Today at the UKC Premier show in Kalamazoo, MI. Finnegan successfully defended his Altered BISS title!!

Never an easy task to win back to back, but especially when the event is only held every two years!!

I am so proud of my big red Bijou boy!!! It was a special win for me as I did his grooming myself!

show photo to follow as soon as I get it!!!

Did I mention how proud I am????

I also had he pleasure of handling my friend's novice puppy in the specialty who is only 14 weeks old. She took Best Puppy!!!! My friend broke her foot last week so couldn't handle herself, so I was the lucky one!!!


----------



## MollyMuiMa (Oct 13, 2012)

WOW! Now that's a win to be truly proud of! Can't wait to see the pics! Big Congrats to Finnegan and you!!!!


----------



## N2Mischief (Dec 3, 2012)

That is wonderful! You must be so proud!!!


----------



## Chagall's mom (Jan 9, 2010)

Bursting with pride and admiration for you and win-again Finnegan!!:cheers2: Way to go big red!!:adore:
:congrats: :cheers: :clap2: :first: :congrats: :cheers: :clap2: :first:


----------



## Poodlebeguiled (May 27, 2013)

Win-again Finnegan! Love it! You should change his registered name. You must be just busting at the seams with pride! Way to go! And to have groomed him yourself. Fantastic! You are inspiring me. 

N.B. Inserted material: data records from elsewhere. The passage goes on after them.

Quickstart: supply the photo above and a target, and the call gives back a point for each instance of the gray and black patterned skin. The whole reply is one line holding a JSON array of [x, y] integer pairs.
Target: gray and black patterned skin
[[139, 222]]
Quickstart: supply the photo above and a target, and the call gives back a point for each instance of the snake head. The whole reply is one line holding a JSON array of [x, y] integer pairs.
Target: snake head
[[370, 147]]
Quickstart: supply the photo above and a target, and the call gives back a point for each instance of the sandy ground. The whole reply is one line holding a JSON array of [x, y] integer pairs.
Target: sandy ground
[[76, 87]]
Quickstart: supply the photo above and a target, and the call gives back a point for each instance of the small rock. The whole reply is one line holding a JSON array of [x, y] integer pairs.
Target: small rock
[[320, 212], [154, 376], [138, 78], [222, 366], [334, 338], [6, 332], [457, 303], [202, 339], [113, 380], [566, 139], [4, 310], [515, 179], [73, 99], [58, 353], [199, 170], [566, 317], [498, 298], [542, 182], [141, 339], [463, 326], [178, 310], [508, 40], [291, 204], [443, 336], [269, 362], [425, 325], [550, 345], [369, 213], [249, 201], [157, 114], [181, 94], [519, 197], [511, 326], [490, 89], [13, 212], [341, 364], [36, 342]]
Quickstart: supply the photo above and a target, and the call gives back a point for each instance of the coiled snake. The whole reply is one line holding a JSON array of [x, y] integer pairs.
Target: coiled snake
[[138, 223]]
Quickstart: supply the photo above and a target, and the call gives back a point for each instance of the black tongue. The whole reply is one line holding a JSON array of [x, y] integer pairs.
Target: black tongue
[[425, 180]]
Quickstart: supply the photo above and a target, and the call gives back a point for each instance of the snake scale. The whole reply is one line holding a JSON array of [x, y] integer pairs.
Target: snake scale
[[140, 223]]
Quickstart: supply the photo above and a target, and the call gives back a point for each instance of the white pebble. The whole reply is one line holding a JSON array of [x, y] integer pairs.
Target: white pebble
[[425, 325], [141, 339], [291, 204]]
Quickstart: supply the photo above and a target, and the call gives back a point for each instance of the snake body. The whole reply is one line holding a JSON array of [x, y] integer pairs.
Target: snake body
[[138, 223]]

Big huge congratulations on such a great success!


----------



## honda123 (May 29, 2014)

Your efforts are very impressive. Congrats.


----------



## lily cd re (Jul 23, 2012)

cavon that is great news. I was in Syracuse this past weekend with Lily for rally (got two more RAE legs) and (f)utility obedience. Being up that way had me thinking of you.


----------



## Quossum (Mar 18, 2011)

He's simply amazing!


----------



## Chagall's mom (Jan 9, 2010)

Quossum said:


> He's simply amazing!


And you know what else? He's a ball of fun too! When Finnegan visits my dh has a _really_ hard time saying good-bye to him. Chagall too, he mopes. :sad: Actually, they both do!


----------



## atlflier (Mar 31, 2014)

Congratulations...wonderful wins!!!


----------



## georgiapeach (Oct 9, 2009)

Congratulations - very impressive!!


----------



## cavon (Aug 10, 2010)

Here is Finnegan's ribbon haul from UKC Premier 2014. Not bad considering we only showed on two days and we did rally once.

We didn't get a group placement on Saturday in a lovely Gun Dog group, but it was so wonderful to hear all of the people cheering for us as we went around the ring. This big guy is very, very popular and that makes his mom very, very proud.

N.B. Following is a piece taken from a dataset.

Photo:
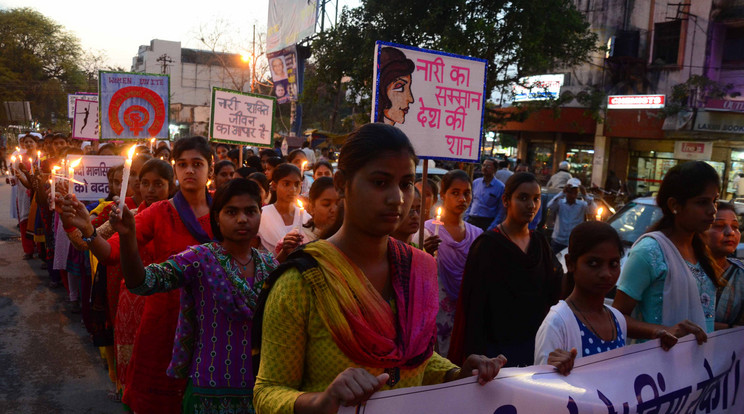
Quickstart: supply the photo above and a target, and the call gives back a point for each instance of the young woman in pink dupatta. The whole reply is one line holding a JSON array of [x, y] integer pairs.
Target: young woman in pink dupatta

The white ribbon is from the Parade of Total Retrievers. To qualify for the parade, your dog must have a conformation championship and at least one working title. I was so proud when I saw that Finnegan was the dog with the most working titles in the parade. Over the moon when a judge saw us coming over to the entrance of the ring and shouted, "What are you waiting for, get that big red head in there! You guys have earned it!" 
Thank you to the United Retriever Club for holding the Specialty and the Parade!


----------



## cavon (Aug 10, 2010)

Chagall's mom said:


> And you know what else? He's a ball of fun too! When Finnegan visits my dh has a _really_ hard time saying good-bye to him. Chagall too, he mopes. :sad: Actually, they both do!

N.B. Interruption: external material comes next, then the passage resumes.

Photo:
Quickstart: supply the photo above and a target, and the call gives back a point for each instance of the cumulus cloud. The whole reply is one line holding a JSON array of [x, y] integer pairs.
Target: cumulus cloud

Can't wait until we come to visit later this summer, with Mama Rose too!!!


----------



## papoodles (Jun 27, 2011)

Hi Cavon!
From the looks of it,Finnegan’s trophy haul is so extensive now that you might consider using the ribbons as wallpaper! You must have enough.
What a marvelous boy you have raised, and what a wonderful adventure is has been for you and Finnegan; you clearly are a well matched team.
Big congratulations!!
As an aside, we are going up to Vermont this Saturday to bring home another Wispynook poodle! And, his name will be Finnegan too...or ‘Finny’ for short.
He’s now called ‘Flynn’..but I love the name Finn soo much better.Thought you might enjoy hearing this this


----------



## cavon (Aug 10, 2010)

HI papoodles!! That's excellent news and my Finnie will be happy to share his name with yours!!! Maybe one day they will get to meet!


----------



## cavon (Aug 10, 2010)

Here are a couple of photos of Finnegan and I in the group judging ring from last Saturday at UKC Premier. Not The Poodle Specialty photos, but I just thought that I would share....


----------



## Suddenly (Aug 8, 2013)

Great news!


Sent from Petguide.com Free App


----------



## outwest (May 1, 2011)

Those are some beautiful ribbons! Congratulations.


----------



## mckatsfancy (Jun 9, 2014)

Congratulations on your hard work !


----------